Allmacht, erkenne ich, ist ein einsames Geschäft. Ich will nicht hinsehen müssen, wie alles kaputt wird. So viele Schandflecken! Sie werden Dahinsiechen, krampfhaft nach Luft schnappen, in der Hitze verglühen. Am Ende wird ihnen die Hölle auf Erde bereitet.

Der Tanz auf dem Vulkan wird heißer. Ich lasse Musik erklingen. Ehemals harmonischer Klang kippt in Disharmonie. Tanzpartner wirbeln durcheinander. Stolpern. Schluss mit Ästhetik. Nichts läuft mehr rund. Schon lange nicht mehr. Die Revue, die sie auf Kosten ihrer Nachkommen präsentieren, ist hässlich. Ihre Zuseher, überwiegend junges Publikum, bekunden Missfallen. Es wird keine schöne Leich‘ werden. Ich bin entsetzt. Der Bonus „Allumfassendes Wissen“ ist ein grausamer Gutschein.
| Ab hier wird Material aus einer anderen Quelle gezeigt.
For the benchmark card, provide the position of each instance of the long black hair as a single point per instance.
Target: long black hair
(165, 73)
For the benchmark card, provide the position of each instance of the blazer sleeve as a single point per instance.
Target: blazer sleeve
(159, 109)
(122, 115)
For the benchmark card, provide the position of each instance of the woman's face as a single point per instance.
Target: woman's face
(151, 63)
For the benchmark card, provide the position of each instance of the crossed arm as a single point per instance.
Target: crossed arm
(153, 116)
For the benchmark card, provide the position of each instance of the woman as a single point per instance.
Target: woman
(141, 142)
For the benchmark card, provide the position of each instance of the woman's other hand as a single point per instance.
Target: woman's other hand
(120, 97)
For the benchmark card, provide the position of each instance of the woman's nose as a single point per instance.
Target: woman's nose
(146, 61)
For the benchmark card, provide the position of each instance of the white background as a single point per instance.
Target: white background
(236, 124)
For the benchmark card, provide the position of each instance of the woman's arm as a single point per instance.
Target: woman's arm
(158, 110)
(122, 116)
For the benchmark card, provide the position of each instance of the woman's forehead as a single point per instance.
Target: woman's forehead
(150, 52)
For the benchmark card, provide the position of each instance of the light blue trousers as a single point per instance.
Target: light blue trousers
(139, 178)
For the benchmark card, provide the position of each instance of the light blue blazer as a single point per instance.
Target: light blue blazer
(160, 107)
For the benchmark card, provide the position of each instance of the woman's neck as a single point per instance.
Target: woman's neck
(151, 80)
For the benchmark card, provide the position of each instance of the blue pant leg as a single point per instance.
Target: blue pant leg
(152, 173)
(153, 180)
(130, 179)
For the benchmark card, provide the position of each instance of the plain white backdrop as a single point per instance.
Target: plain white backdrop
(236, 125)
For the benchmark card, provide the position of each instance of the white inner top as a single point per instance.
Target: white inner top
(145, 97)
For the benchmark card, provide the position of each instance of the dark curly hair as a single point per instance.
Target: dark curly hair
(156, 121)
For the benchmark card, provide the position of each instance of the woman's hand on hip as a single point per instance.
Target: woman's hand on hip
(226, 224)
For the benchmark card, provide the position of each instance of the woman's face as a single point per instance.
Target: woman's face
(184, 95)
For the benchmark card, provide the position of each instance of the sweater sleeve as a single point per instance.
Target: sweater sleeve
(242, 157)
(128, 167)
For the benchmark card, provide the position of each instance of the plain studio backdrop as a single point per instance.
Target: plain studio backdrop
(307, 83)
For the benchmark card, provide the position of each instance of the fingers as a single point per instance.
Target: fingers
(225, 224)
„Errätst du“, holt mich die Stimme der jungen Frau aus meinen Fantasien, „warum ich die Menschen dennoch nicht vernichten werde, obwohl es ein Leichtes wäre?“ Ich schüttle den Kopf, sehe ich doch keinen Anlass für Gnade. „Weil unter allen schlechten Menschen immer auch gute sind. Auf die Guten baue ich Vertrauen und Hoffnung“, sagt sie, bückt sich nach einer Aludose, die vor ihr auf dem Boden liegt und wirft sie in den Mistkübel.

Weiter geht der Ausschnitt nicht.